Conclusion:  Recent imaging of red blood cell membranes shows their fluctuations in malaria, and promises a potentially powerful means to identify the cell-membrane dynamics occurring in disease.

MRI: SCHIZOPHRENIA

Functional MRI Findings in Unaffected Relatives of People with Schizophrenia
Schizophrenia affects approximately 1.1% of U.S. adults, usually presenting in the late teens or early twenties in men, and in the twenties and thirties in women.  Rarely, children are afflicted.  Hallucinations, delusions, cognitive defects, and disordered thinking characterize the disease.  Since, when performing tasks, patients exhibit dysfunction in the anterior cingulated cortex (ACC) and dorsolateral prefrontal cortex (DLPFC) and their unaffected relatives can display poor cognitive control, researchers used functional MRI to study patients’ relatives.  As reported in Neuropsychopharmacology, researchers led by the University of Missouri-Columbia evaluated 17 unaffected relatives of schizophrenic patients and 17 healthy controls.  The functional MRI of the relatives demonstrated decreased activity in the DLPFC when performing a color-naming task (the “Stroop task”), but showed normal activity in the ACC.  The Stroop task measures selective attention and is widely used to study attention deficits in schizophrenic people.  The study concluded that the genetic risk for schizophrenia may be associated with DLPFC dysfunction, while the ACC dysfunction in schizophrenic patients may be related to abnormalities intrinsic to the disease.

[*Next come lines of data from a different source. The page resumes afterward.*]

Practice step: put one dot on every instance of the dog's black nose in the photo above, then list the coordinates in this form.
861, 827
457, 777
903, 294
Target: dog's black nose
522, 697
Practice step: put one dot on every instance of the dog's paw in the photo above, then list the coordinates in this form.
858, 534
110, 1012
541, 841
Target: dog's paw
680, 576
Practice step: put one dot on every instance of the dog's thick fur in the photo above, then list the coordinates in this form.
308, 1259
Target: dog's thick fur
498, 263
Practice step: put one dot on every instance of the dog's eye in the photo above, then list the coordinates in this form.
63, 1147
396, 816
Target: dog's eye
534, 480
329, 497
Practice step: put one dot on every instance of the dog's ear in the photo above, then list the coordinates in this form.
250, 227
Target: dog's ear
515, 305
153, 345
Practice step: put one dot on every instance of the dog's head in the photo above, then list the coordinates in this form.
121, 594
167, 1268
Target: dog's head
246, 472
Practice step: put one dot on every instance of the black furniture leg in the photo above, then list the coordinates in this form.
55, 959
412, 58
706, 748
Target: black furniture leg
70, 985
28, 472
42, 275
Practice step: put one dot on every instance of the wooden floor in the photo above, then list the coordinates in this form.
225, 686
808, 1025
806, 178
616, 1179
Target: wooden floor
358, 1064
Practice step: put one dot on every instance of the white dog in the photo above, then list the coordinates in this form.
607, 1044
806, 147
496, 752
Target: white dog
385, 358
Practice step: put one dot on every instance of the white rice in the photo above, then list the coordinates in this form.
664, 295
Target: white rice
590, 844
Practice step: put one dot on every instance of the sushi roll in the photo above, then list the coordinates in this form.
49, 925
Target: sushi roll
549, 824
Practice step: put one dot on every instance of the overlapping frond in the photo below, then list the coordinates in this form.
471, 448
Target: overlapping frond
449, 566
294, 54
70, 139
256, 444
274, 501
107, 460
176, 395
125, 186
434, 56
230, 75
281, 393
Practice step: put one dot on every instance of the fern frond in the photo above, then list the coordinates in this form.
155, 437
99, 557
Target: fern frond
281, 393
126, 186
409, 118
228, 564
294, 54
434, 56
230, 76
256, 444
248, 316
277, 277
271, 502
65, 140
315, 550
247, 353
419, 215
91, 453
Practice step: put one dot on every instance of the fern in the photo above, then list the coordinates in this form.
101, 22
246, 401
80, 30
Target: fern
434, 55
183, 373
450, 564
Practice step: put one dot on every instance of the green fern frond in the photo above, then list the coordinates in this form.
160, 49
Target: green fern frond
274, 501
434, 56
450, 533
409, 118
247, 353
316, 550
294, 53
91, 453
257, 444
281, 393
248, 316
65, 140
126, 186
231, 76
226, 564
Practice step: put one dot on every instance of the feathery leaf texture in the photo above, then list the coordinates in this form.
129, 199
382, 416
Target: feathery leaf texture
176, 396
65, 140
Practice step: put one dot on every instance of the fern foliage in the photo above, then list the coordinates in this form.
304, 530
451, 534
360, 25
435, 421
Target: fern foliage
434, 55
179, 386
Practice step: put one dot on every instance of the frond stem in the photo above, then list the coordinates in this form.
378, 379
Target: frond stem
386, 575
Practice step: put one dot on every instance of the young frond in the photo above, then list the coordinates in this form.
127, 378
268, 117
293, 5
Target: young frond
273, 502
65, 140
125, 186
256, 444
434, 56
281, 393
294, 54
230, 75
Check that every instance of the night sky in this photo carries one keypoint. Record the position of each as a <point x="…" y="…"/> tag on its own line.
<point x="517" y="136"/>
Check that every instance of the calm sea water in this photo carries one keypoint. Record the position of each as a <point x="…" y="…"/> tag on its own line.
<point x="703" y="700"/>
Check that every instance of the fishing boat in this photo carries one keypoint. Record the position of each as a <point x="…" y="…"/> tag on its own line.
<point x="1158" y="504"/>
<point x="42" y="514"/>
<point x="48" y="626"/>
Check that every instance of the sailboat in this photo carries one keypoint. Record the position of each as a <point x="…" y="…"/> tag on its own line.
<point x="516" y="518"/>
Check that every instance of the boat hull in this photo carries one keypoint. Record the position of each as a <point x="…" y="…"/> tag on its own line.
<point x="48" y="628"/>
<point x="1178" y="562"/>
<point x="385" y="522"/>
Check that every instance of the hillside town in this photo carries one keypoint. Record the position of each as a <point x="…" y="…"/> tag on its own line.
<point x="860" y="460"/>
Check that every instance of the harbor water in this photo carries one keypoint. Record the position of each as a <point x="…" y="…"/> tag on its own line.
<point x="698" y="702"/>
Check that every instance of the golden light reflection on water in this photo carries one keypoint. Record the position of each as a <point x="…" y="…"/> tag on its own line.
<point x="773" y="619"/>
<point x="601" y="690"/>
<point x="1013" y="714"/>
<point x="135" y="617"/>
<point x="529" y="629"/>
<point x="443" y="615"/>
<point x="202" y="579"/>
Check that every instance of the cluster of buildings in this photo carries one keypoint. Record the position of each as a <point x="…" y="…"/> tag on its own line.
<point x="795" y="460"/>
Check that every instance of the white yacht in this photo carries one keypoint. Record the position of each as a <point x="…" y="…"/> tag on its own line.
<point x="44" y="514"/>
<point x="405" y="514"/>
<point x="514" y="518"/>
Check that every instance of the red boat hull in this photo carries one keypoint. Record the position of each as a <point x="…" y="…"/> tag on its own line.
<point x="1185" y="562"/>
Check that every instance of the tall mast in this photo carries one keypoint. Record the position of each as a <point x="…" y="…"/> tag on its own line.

Conclusion:  Unaffected relatives of schizophrenia patients can show functional brain MRI changes in the prefrontal cortex.

MRI: EYES

High-Resolution MR Improves Eye Imaging
A number of MRI scanners currently use microscopy coils for imaging fingers and toes.  To image the orbit and eye, most MRI scanners utilize standard head coils.  As reported in the journal Eye, researchers headed by the University of Leeds (UK) employed a microscopy surface coil in a commercially-available MRI scanner to obtain high-resolution images of the eye and orbit.  The researchers stated that the images depticted structures not previously observed and clearly showed the pathology present.

Conclusion:  High-resolution MRI coils could revolutionize orbital imaging.